If Nato governments have private reservations about Article 5 – mutual assistance by all if one is attacked – we are doomed. Die for Estonia? Yes, we must be prepared to die for Estonia and the world must be sure that we are. We know now that Putin “means it”. Do we mean it?
In the future, post-Putin, we will need to court Russia into partnership. Perhaps into Mikhail Gorbachev’s dream of a “common European home”, in which all are members of a single defence pact. But that means recognising that not all Russia’s historical grievances are propaganda. At the 1990 Berlin meeting, the Soviet side left believing that it had a statement that Nato would not extend up to its borders – in return for Soviet acceptance that the whole of a united Germany could join the pact. But later the west said that there was never any statement and brought Poland and the other post-communist states into Nato.
Jacques Faure, once French ambassador in Kyiv, says carefully: “That is not to say that … there were no such statements. But we don’t know, because there are no records or written documents.”
Putin’s claim that Nato plans to encircle and strangle Russia is absurd. But many Russians, not just the Kremlin crew, believe that their country was swindled in its hour of weakness. It’s an abscess that needs treatment.

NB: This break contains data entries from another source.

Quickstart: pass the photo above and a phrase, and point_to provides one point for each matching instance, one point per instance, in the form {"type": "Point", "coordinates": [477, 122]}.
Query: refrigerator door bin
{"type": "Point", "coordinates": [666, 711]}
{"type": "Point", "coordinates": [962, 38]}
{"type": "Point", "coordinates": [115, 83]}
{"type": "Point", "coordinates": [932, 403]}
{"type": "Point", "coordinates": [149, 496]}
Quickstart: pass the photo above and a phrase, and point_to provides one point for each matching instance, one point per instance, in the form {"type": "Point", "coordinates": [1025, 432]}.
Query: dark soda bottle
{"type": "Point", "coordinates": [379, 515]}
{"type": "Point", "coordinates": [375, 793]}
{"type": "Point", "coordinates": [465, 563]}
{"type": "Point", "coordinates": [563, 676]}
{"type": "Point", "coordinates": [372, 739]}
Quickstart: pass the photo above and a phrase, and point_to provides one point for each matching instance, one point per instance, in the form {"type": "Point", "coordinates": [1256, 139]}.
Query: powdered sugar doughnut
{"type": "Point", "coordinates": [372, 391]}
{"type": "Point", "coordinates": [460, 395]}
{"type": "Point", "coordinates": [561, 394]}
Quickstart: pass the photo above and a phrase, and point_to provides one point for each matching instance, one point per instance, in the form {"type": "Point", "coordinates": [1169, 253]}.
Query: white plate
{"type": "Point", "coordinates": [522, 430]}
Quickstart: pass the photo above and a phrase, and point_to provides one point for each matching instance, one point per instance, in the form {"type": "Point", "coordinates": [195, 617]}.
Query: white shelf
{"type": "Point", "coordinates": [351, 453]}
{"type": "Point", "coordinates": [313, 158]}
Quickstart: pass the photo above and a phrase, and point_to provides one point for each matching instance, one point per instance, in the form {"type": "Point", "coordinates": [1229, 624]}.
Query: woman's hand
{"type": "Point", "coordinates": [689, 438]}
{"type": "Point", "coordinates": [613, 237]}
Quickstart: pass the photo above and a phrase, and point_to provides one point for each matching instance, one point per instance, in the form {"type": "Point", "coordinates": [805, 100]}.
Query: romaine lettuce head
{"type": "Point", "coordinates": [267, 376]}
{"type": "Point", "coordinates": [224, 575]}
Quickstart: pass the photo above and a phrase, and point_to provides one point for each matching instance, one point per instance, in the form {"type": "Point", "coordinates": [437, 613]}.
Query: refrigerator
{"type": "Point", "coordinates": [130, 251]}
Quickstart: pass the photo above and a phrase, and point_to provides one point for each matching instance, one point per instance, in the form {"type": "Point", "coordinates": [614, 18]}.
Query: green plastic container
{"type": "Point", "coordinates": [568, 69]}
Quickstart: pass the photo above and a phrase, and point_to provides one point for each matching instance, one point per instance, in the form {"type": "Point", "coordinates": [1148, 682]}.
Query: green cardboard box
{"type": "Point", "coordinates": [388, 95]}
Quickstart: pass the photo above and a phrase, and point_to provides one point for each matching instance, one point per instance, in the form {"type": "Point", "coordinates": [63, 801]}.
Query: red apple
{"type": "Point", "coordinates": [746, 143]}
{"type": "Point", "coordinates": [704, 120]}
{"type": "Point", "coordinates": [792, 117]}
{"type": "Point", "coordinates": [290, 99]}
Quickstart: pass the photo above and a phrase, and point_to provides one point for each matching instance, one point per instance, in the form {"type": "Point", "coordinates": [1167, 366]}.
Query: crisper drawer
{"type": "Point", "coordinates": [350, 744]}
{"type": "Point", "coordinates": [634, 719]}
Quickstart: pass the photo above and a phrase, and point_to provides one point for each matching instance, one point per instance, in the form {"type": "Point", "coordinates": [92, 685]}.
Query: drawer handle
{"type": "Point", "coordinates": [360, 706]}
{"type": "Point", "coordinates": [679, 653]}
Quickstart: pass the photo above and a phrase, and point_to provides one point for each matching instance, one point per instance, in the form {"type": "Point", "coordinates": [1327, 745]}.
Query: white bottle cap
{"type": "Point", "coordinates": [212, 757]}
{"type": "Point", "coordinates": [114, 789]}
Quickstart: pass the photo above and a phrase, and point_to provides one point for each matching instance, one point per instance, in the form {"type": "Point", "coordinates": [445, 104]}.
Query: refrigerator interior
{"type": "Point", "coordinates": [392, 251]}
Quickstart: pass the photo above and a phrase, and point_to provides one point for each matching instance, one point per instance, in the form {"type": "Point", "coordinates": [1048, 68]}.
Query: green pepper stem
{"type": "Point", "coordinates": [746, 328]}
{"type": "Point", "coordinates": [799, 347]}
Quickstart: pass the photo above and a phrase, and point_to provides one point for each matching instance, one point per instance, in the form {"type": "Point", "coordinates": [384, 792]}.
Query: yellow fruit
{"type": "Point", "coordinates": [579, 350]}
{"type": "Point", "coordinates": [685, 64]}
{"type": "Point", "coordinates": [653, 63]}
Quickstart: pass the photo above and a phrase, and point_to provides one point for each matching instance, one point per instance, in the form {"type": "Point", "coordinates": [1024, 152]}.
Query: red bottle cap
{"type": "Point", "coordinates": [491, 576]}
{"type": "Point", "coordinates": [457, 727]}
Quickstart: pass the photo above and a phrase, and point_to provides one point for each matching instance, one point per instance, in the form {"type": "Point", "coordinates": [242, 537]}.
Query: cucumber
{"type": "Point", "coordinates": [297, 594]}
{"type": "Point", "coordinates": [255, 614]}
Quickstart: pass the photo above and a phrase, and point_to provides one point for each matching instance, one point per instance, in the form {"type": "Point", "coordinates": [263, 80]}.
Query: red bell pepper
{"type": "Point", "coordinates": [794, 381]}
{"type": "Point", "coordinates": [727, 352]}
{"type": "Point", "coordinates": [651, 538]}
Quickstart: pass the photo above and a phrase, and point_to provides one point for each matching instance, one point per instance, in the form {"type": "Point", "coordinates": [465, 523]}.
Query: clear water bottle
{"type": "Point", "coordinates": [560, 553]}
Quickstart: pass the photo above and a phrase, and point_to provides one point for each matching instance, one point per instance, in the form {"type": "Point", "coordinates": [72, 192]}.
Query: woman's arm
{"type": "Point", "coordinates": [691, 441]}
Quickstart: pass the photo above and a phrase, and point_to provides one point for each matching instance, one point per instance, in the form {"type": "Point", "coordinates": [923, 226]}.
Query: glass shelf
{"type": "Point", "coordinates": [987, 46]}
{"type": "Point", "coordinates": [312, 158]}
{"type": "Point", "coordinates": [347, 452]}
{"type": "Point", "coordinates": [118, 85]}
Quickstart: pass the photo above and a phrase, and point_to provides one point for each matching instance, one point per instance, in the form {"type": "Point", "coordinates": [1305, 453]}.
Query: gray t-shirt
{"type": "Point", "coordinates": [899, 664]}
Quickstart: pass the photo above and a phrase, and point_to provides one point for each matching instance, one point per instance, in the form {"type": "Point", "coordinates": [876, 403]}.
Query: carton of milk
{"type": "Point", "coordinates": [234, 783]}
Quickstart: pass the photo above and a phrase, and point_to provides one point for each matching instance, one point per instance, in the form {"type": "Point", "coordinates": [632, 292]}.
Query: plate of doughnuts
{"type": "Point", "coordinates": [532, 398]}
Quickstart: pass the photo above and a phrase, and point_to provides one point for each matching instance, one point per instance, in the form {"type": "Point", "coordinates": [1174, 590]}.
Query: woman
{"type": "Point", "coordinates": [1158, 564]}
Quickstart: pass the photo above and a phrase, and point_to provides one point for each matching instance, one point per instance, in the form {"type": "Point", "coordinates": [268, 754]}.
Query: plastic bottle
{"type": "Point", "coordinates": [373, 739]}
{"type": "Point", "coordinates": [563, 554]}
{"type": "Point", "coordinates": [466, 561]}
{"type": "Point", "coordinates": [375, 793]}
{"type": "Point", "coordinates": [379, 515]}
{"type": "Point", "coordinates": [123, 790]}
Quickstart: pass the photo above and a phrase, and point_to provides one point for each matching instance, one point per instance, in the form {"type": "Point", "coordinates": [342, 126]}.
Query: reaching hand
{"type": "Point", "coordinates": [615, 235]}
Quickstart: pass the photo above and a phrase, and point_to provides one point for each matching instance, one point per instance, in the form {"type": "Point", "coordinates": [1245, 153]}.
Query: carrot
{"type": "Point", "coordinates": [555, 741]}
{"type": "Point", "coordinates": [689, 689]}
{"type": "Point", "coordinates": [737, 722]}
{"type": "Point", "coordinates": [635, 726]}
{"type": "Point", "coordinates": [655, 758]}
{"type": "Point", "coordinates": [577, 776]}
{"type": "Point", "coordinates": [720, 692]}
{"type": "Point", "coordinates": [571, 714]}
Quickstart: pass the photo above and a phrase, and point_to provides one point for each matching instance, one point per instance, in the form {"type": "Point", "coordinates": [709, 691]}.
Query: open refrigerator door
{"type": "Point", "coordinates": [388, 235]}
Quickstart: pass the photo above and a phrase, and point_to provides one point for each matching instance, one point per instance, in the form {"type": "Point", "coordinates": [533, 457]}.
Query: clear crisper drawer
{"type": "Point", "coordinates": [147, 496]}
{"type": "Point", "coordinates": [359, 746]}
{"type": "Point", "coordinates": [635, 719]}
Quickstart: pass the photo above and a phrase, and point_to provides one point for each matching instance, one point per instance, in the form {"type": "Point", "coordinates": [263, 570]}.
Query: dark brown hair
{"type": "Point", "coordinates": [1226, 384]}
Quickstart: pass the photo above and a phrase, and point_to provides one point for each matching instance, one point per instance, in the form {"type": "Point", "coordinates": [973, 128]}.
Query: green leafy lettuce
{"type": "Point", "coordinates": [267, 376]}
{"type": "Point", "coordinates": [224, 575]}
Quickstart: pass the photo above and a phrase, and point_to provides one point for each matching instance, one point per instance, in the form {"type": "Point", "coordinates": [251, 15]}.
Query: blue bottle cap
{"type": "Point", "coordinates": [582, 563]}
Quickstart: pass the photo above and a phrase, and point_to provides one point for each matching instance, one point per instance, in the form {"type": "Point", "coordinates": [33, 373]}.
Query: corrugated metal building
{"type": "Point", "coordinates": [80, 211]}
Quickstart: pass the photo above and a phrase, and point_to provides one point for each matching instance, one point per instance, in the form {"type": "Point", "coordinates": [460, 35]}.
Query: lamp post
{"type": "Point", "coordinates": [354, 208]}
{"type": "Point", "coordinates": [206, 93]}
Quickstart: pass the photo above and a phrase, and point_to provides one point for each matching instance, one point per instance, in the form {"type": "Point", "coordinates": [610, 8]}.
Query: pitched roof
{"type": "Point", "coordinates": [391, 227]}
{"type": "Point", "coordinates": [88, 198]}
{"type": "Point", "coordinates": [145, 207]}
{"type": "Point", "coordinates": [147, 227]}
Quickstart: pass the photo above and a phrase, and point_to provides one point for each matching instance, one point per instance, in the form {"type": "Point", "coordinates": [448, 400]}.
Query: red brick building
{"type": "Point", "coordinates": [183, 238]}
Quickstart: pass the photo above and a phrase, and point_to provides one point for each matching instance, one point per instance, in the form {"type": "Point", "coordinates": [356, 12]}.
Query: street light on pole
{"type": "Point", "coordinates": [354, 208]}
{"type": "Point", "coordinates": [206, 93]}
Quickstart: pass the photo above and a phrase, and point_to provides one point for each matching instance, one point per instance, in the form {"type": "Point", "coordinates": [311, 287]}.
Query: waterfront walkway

Russians and Ukrainians will also have to find their way back together. These are two densely interlaced peoples, who have no business killing each other. A few years ago, I was taken to a graveyard in rural New Jersey, where Will Leslie, a young Scot in the British army, was buried after the battle of Princeton in 1777. Benjamin Rush, the American revolutionary who found his body, had been Will’s best friend; he had lodged for years with the Leslie family in Edinburgh while the two boys attended the university there together. Rush fell in love with Will’s sister, but she was too young for marriage and he had to return to America. When the war of independence came, the two found themselves on opposite sides. After Princeton, Benjamin went looking for Will and discovered him in a cart, where he had died of wounds. He persuaded General Washington to give him a full military funeral, and sat down to write a heartbroken letter to the Leslies in Edinburgh.
Scots and Americans were no further apart in 1777 than Ukrainians and Russians are today. Somewhere among the ruins, a silent Serhii is looking down on a dead Vadim, who once shared home and college and friends with him in St Petersburg. This conflict has the special horror of civil war between brothers. But by the time we say “Never again!”, it is always too late.